El ejército alemán había ordenado una requisa de caballos. En esos momentos, el precio de los animales alcanzaba los sesenta mil, setenta mil francos. Los alemanes pagaban (prometían pagar) la mitad de esa cantidad. Se acercaba la época de las grandes labores agrícolas, y los campesinos preguntaban amargamente al alcalde cómo se las iban a arreglar.
-Con estos brazos, ¿verdad? Pues mire lo que le digo: como no nos dejen trabajar en condiciones, quienes se morirán de hambre serán los de las ciudades.
-Pero, mis queridos amigos, ¡yo no puedo hacer nada!
Los campesinos sabían que, en efecto, no podía hacer nada, pero en el fondo del corazón lo culpaban a él. «¡Verás como él se las apaña, verás como se libra, verás como a él no le quitan sus malditos caballos!» Todo iba mal. No había escampado en dos días, la lluvia saturaba los jardines, el granizo había apedreado los campos. Por la mañana, cuando el teniente Von Falk partió a caballo de casa de las Angellier para dirigirse a la ciudad vecina, donde tendría lugar la requisa, encontró un paisaje desolado, azotado por el aguacero. Sacudidos por el viento, los grandes tilos del paseo gemían y crujían como mástiles de barco. No obstante, Bruno galopaba por la carretera contento; aquel viento hosco, frío y puro le recordaba el de su Prusia Oriental. ¡Ah, cuándo volvería a contemplar aquellas llanuras cubiertas de pálida hierba, aquellos pantanos, la extraordinaria belleza de los cielos de primavera, la tardía primavera de los países del norte! Cielo de ámbar, nubes de nácar, juncos, cañas, bosquecillos dispersos de abedules... ¡Cuándo volvería a cazar la garza y el zarapito! Por el camino iba encontrando caballos que, conducidos por sus dueños, se dirigían a la ciudad desde todos los pueblos, todas las aldeas, todas las granjas de la región. «Buenos animales -se dijo Bruno-. Pero mal cuidados. Los franceses, y los civiles en general, no saben nada de caballos.»
Se detuvo para dejarlos pasar. Formaban pequeñas reatas que zigzagueaban por la carretera. Bruno los observaba con mirada atenta, buscando los más adecuados para el ejército. La mayoría acabaría trabajando los campos alemanes, pero algunos conocerían las furiosas cargas en los desiertos de África o los campos de lúpulo de Kent. Porque sólo Dios sabía en qué dirección soplarían en adelante los vientos de la guerra. Bruno recordó los relinchos aterrorizados de los caballos entre los edificios en llamas de Ruán.

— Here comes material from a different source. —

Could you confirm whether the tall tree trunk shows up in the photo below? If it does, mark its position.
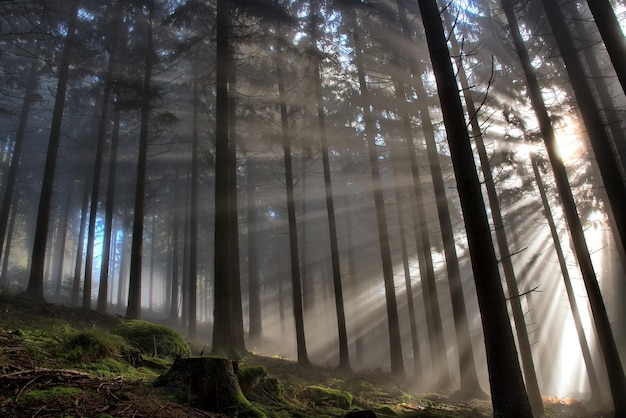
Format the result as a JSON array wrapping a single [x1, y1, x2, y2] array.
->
[[24, 0, 78, 301], [148, 214, 156, 315], [501, 0, 626, 416], [96, 109, 121, 313], [446, 22, 544, 416], [347, 5, 404, 376], [569, 11, 626, 178], [530, 155, 602, 406], [542, 0, 626, 272], [397, 2, 478, 388], [72, 180, 90, 306], [124, 0, 155, 319], [213, 0, 235, 355], [169, 167, 180, 324], [228, 58, 247, 354], [246, 157, 263, 342], [0, 201, 18, 287], [117, 205, 132, 312], [83, 45, 118, 309], [418, 0, 533, 418], [309, 1, 352, 369], [54, 184, 73, 301], [587, 0, 626, 95], [187, 63, 200, 340], [275, 31, 309, 365], [0, 56, 39, 258]]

Seguía diluviando. Los campesinos caminaban con la cabeza agachada, pero la levantaban cuando veían a aquel jinete inmóvil envuelto en su capa verde. Por unos instantes, sus ojos se encontraban con los de Bruno. «¡Mira que son lentos! -pensaba el teniente-. ¡Mira que son torpes! Llegarán con dos horas de retraso, y comeré a las tantas. Porque lo primero son los caballos.»
-¡Venga, vamos, vamos! -murmuró entre dientes, golpeándose las botas con el junquillo y haciendo esfuerzos para no empezar a gritar órdenes, como en las maniobras.
Junto a él pasaban ancianos, niños e incluso mujeres. Los que eran del mismo pueblo iban todos juntos. Luego se producía un vacío, durante el cual sólo el cortante viento llenaba el espacio y el silencio. Aprovechando uno de esos huecos, Bruno lanzó el caballo al galope en dirección a la ciudad. La paciente cola volvió a formarse a sus espaldas. Los campesinos callaban. Les habían quitado a los jóvenes, les habían quitado el pan, el trigo, la harina y las patatas; les habían quitado la gasolina y los coches, y ahora les quitaban los caballos. Y mañana, ¿qué? Algunos se habían puesto en camino la noche anterior. Avanzaban cabizbajos, encorvados, impertérritos. Puede que al alcalde le hubieran dicho que basta, que ya no moverían un dedo, pero sabían mejor que nadie que tendrían que hacer la faena, que la cosecha esperaba, que había que comer. «Con lo bien que vivíamos... -se decían-. ¡Panda de cabrones! Pero hay que ser justos... Es la guerra... De todas maneras, ¿durará mucho, Dios mío?», murmuraban alzando la cabeza hacia aquel cielo de tormenta.